Comparison of Ensemble Learning Method: Random Forest, Support Vector Machine, AdaBoost for Classification Human Development Index (HDI)
Abstract
Classification in supervised learning is a way to find patterns in database that the classes are already known. In the classification of machine learning, there is a term called ensemble classifier. The workings of the ensemble classifier aimed to improve model accuracy and optimize classification performance. This study aims to analyze the comparison of algorithms that work with ensemble learning, including Random Forest, Support Vector Machine (SVM), and AdaBoost. The data used is the Human Development Index (HDI) of districts/cities in Indonesia. Other variables that are strongly related to human development are GRDP per capita, gross enrollment rate, net enrollment rate, labor force participation rate, unemployment rate, poverty rate, poverty depth, poverty severity, and average consumption per capita. The reason for using HDI is that apart from being an important macroeconomic variable in describing the condition of human resources in Indonesia, HDI already has an obvious classification according to the Badan Pusat Statistik (BPS) so that supervised learning can be applied. Comparison of model evaluation using accuracy, specificity, sensitivity, and kappa statistics. The analysis flow starts with data preprocessing, resampling and cross-validation, then modeling using the Random Forest, Support Vector Machine (SVM), and AdaBoost algorithm. The final stage is the model evaluation by comparing the best models in the classifications of districts/ cities according to HDI. The results showed that the Random Forest model had the best performance compared to the Support Vector Machine (SVM) and AdaBoost models with an accuracy value of 85,23%, specificity of 71,63%, sensitivity of 95,05%, and kappa coefficient of 0,7698. From this research, the an ensemble classifier can be developed to help classify scores on the Human Development Index in Indonesia.

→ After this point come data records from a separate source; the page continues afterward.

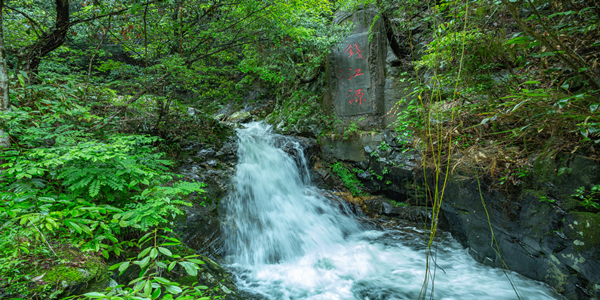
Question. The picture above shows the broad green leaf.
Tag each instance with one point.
(190, 268)
(124, 267)
(143, 253)
(173, 289)
(94, 295)
(165, 251)
(153, 253)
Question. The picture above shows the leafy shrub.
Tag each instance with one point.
(348, 178)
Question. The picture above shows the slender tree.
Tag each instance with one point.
(4, 140)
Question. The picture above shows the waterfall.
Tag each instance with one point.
(284, 240)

Keywords: AdaBoost, Random Forest, Support Vector Machine, Ensemble Learning, Human Development Index
Full Text:
PDFReferences
S. S. Pangastusi, “Perbandingan Metode Ensemble Random Forest Dengan Smote-Boosting dan Smoote-Bagging Pada Klasifikasi Data Mining Untuk Kelas Imbalance,” Tesis. Departemen Statistika, Insitut Teknologi Sepuluh Nopember, Surabaya, 2018.
Badan Pusat Statistik, Indeks Pembangunan Manusia 2021, Jakarta: BPS, 2022.
I. Syarif, E. Zaluska, A. Bennett dan G. Wills, “Application of Bagging, Boosting, and Stacking to Intrusion Detection,” Springer-Verlag Berlin Heidelberg, vol. 7376, pp. 593-602 , 2012.
T. G. Dietterich, “Ensemble Methods in Machine Learning,” Springer-Verlag Berlin Heidelberg, vol. 1857, pp. 1-15, 2000.
S. Pramana, B. Yuniarto, S. Mariyah, I. Santoso dan R. Nooraeni, Data Mining Dengan R: Konsep Serta Implementasi, Jakarta: IN MEDIA, 2018.
P. R. Sihombing dan O. P. Hendarsin, “Perbandingan Metode Artificial Neural Network (ANN) dan Support Vector Machine (SVM) untuk Klasifikasi Kinerja Perusahaan Daerah Air Minum (PDAM) di Indonesia,” Jurnal Ilmu Komputer, vol. XIII, no. 1, pp. 9-20, 2022.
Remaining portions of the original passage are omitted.